The office door and my mouth shut at about the same moment.

I picked up one of the Russian cigarettes. I pinched it between my fingers and peeped into the hollow mouthpiece. There seemed to be something rolled up in there, like a piece of paper or card, something that wouldn’t have improved the drawing of the cigarette. I finally managed to dig it out with the nailfile blade of my pocketknife.

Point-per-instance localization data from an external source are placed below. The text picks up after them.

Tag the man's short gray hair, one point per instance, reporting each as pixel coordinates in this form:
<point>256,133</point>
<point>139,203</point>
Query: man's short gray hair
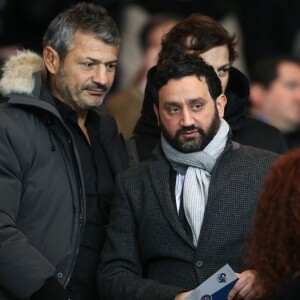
<point>84,17</point>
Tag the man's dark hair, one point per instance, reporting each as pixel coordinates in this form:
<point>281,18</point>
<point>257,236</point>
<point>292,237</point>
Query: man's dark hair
<point>84,17</point>
<point>182,66</point>
<point>155,22</point>
<point>197,34</point>
<point>265,71</point>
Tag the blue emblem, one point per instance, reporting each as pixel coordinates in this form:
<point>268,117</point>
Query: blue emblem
<point>222,278</point>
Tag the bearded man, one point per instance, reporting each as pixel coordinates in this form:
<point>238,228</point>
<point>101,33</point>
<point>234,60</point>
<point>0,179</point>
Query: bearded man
<point>59,155</point>
<point>180,217</point>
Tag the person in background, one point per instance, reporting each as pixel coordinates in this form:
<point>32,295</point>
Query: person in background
<point>207,38</point>
<point>126,104</point>
<point>275,240</point>
<point>275,95</point>
<point>59,156</point>
<point>183,215</point>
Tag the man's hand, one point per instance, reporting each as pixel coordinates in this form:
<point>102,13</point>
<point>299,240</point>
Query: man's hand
<point>182,295</point>
<point>247,287</point>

It was a card all right, a thin ivory calling card, man’s size. Three words were engraved on it, nothing else.

SOUKESIAN THE PSYCHIC

I looked into the other mouthpieces, found identical cards in each of them. It didn’t mean a thing to me. I had never heard of Soukesian the Psychic. After a while I looked him up in the phone book. There was a man named Soukesian on West Seventh. It sounded Armenian so I looked him up again under Oriental Rugs in the classified section. He was there all right, but that didn’t prove anything. You don’t have to be a psychic to sell oriental rugs. You only have to be a psychic to buy them. And something told me this Soukesian on the card didn’t have anything to do with oriental rugs.

I had a rough idea what his racket would be and what kind of people would be his customers. And the bigger he was the less he would advertise. If you gave him enough time and paid him enough, he would cure anything from a tired husband to a grasshopper plague. He would be an expert in frustrated women, in tricky, tangled, love affairs, in wandering boys who hadn’t written home, in whether to sell the property now or hold it another year, in whether this part will hurt my type with my public or improve it. Even men would go to him — guys who bellowed like bulls around their own offices and were all cold mush inside just the same. But most of all, women — women with money, women with jewels, women who could be twisted like silk thread around a lean Asiatic finger.

I refilled my pipe and shook my thoughts around without moving my head too much, and fished for a reason why a man would carry a spare cigarette case, with three cigarettes in it not meant for smoking, and in each of those three cigarettes the name of another man concealed. Who would find that name?

I pushed the bottle to one side and grinned. Anyone would find those cards who went through Lindley Paul’s pockets with a fine-tooth comb — carefully and taking time. Who would do that? A cop. And when? If Mr. Lindley Paul died or was badly hurt in mysterious circumstances.